O
problema do Dia da Marmota à brasileira, como vocês já devem ter
adivinhado, é que nossas ações não têm conseguido mudar o looping do
curso das coisas — do contrário, seríamos uma comédia romântica fofinha,
e não nosso Brasil brasileiro. Ruy Goiaba via Crusoé:
Ninguém
volta das férias impunemente: essa foi a primeira coisa que pensei ao
retornar ao Bananão pelo caminho mais feio do Ocidente, a marginal
Tietê, e ser recebido por lixo boiando no rio depois de uma noite de
chuva. Eu vinha do Baguetão, onde passei alguns dias ensolarados de
outono, e nada melhor que o esgotão do Tietê para dar logo um choque de
realidade e facilitar a reentrada na atmosfera: é diferente de chegar,
por exemplo, pelo Rio, onde as belas paisagens conseguem nos enganar por
aproximadamente cinco segundos.
E
isso nem é o pior, meus queridos dois ou três leitores: o pior é a
sensação de que estou — estamos — vivendo na versão brasileira do Dia da
Marmota. Está certo que foram só 15 dias, em vez dos cinco ou seis
meses em que eu poderia flanar por Oropa, França e Bahia se tivesse
nascido fidalgo (filho d’algo) e me mantido o mais longe possível da
faculdade de jornalismo; mas reencontrar o Brasil foi como se eu tivesse
tirado apenas uns 15 minutos de férias, e olhe lá.

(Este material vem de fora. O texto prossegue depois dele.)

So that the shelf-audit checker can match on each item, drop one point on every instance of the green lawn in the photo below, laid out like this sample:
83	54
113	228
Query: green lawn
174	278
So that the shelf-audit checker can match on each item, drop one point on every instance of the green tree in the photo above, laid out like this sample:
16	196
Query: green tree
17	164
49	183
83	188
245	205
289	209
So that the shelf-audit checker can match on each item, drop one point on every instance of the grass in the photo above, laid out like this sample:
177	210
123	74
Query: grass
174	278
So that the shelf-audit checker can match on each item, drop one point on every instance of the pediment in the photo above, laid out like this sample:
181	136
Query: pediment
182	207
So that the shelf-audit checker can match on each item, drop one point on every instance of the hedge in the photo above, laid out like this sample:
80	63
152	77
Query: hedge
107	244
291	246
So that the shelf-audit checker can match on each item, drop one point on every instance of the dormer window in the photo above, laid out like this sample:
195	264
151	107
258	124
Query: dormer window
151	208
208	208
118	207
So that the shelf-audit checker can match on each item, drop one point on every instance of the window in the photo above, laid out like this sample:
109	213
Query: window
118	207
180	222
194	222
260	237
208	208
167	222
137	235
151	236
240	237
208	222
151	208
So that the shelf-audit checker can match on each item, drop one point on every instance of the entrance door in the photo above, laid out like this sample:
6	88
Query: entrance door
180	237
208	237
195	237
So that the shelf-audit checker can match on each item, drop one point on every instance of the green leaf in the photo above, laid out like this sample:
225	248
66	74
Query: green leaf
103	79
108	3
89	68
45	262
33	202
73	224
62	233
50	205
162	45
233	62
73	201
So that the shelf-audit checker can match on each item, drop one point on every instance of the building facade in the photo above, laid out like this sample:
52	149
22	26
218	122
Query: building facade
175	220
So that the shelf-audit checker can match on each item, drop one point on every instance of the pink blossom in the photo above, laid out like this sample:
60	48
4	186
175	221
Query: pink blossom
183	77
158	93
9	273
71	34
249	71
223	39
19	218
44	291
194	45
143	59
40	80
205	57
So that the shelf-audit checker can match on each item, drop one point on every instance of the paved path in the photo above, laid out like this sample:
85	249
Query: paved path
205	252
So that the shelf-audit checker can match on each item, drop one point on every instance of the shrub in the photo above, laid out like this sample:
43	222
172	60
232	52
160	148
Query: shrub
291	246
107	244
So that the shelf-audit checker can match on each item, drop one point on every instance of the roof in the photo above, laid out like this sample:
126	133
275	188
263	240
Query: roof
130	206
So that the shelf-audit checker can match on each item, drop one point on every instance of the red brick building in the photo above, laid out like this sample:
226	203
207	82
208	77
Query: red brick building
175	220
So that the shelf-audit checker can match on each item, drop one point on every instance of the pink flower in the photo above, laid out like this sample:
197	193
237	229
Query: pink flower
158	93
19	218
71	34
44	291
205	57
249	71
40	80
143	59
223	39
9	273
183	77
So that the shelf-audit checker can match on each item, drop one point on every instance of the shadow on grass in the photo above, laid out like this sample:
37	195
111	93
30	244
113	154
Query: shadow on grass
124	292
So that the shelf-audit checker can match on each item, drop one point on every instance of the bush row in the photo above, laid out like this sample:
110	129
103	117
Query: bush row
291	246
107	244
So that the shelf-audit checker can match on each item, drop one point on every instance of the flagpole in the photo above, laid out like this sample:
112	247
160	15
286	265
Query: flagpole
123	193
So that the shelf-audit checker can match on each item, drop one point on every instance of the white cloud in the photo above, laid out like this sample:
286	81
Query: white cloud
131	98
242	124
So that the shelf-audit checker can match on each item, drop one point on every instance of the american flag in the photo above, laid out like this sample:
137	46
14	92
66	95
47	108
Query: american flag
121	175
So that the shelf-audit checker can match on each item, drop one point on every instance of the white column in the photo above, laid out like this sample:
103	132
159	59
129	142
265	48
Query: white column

Absolutamente tudo continua igual: Jair Bolsonaro falando as cretinices de sempre, Paulo Guedes dizendo que a economia agora vai, Davi Alcolumbre sentado em cima da sabatina de André Mendonça para o Supremo, votações no Congresso que tendem a piorar o que já é ruim, CPI da Covid
— OK, terminou, mas agora o relatório vai para as mãos de Augusto Aras e
Arthur Lira e eles farão, como de costume, exatamente nada —, a Covid
em si, Lula-lá, a terceira-via-que-não-decola etc. E o brasileiro sabe: a
única perspectiva de mudança é acontecer um desastre diferente, que nos
conduza a um looping de desgraças novas.
Falei
em Dia da Marmota e me dei conta de que talvez alguns leitores não
tenham visto Feitiço do Tempo. Na comédia, clássico da Sessão da Tarde,
Bill Murray é Phil Connors, repórter de TV rabugento obrigado a ir a
Punxsutawney, Pensilvânia, em 2 de fevereiro para cobrir as festividades
do Groundhog Day (título original do filme): se a marmota sair da toca
nesse dia e olhar a própria sombra, haverá mais seis meses de inverno.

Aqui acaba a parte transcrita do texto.